Dans le secteur du colis express, La Poste occupe une très bonne position en France et une assez bonne en Europe. Elle doit cependant compléter son réseau pour couvrir l'Europe. M. François Ailleret a indiqué, à cet égard, que plus de 160 fusions-acquisitions avaient eu lieu dans les dix dernières années dans ce secteur très concurrentiel : il y a donc pour La Poste des « occasions à ne pas perdre » pour lui permettre de compléter son réseau européen.

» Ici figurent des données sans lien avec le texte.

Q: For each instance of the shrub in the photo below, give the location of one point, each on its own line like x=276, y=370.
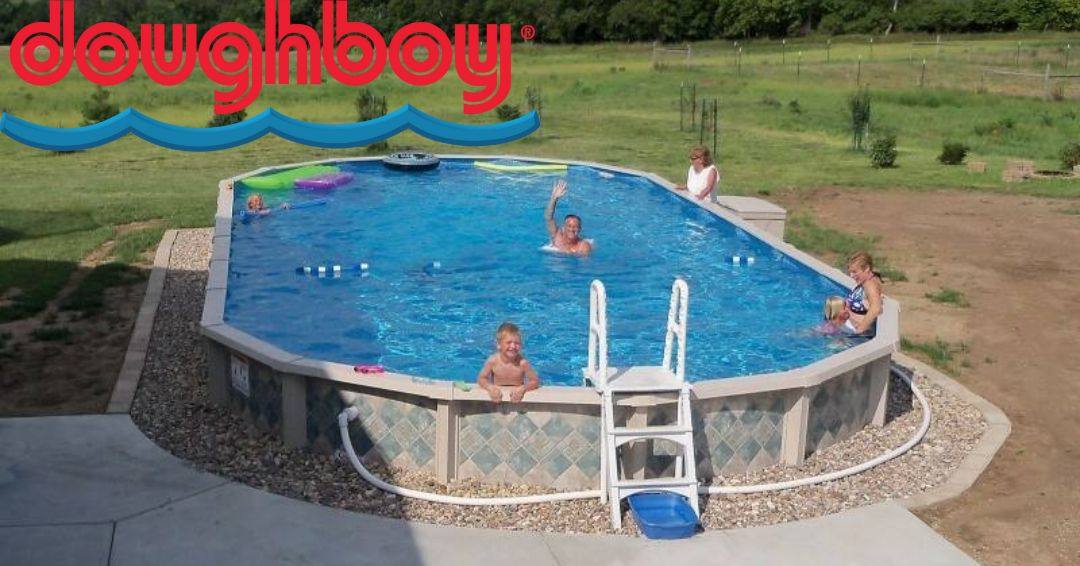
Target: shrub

La Banque postale, créée le 1er janvier 2006, est aujourd'hui une banque de détail de taille moyenne sur un marché qui arrive à maturité. Elle n'est pas, et ne doit pas être, une banque comme les autres, notamment du fait de son accessibilité aux populations les plus modestes. Elle dispose aujourd'hui d'une image très positive, mais doit néanmoins poursuivre le développement de son offre de services et l'amélioration, déjà bien engagée, de sa productivité.

Enfin, il faut moderniser le réseau de l'Enseigne, qui représente 17 000 points de contacts et 65 000 collaborateurs, dont 35 000 guichetiers, pour mieux satisfaire la clientèle. Le réseau souffre, en effet, du retard pris dans la modernisation des bureaux de poste, le problème de l'attente au guichet étant aussi un sujet de mécontentement. La Poste travaille donc à l'élaboration du « bureau de poste de demain », notamment en améliorant la personnalisation des services et en automatisant les services les plus simples : cette modernisation, qui exige des moyens, est aussi une priorité.

a ensuite évoqué les missions de service public qui sont au coeur de la vocation de La Poste.

En ce qui concerne le service universel du courrier, la commission sur le développement de La Poste a mesuré le profond attachement au passage régulier du facteur, notamment pour les personnes à mobilité réduite : M. François Ailleret a souligné, à ce sujet, que les normes françaises, qui prévoient une distribution six jours par semaine au domicile des destinataires, allaient au-delà des exigences communautaires, qui n'imposent la distribution que cinq jours par semaine. Il a, d'autre part, indiqué que la proportion de lettres parvenues en « J+1 », c'est-à-dire distribuées le jour ouvrable suivant celui de l'envoi, était passée de 65 % en 2003 à 83 % en 2007, tout en observant qu'il convenait sans doute de réévaluer périodiquement, et éventuellement de réajuster, les objectifs en matière de qualité du service pour tenir compte de la demande des usagers, qui peuvent, dans certains cas, préférer des offres moins onéreuses que le « J+1 » ou, dans d'autres cas, n'être pas satisfaits de l'absence de garantie de respect du délai prévu.

Il a relevé que la commission avait demandé que la mission de service universel soit confirmée pour une longue durée, afin d'assurer la visibilité des investissements qu'elle nécessite. Il faut également que La Poste soit dans une situation équitable vis-à-vis de la concurrence et donc que le surcoût du service universel soit compensé. Le code des postes et des communications électroniques a prévu, à cette fin, un fonds de compensation, auquel devraient contribuer les concurrents de La Poste : la commission a estimé que ce mécanisme devrait être mis en oeuvre dès que cela apparaîtrait nécessaire.

La contribution de La Poste à l'aménagement du territoire se traduit actuellement par l'existence de 17 000 points de contact sur l'ensemble du territoire, soit un chiffre supérieur à celui résultant des obligations définies par la loi (14 500), dont 9 000 en zone rurale, avec 4 000 bureaux de poste dans les communes de moins de 2 000 habitants, 3 600 agences postales en mairie et 1 400 relais-poste installés dans des commerces.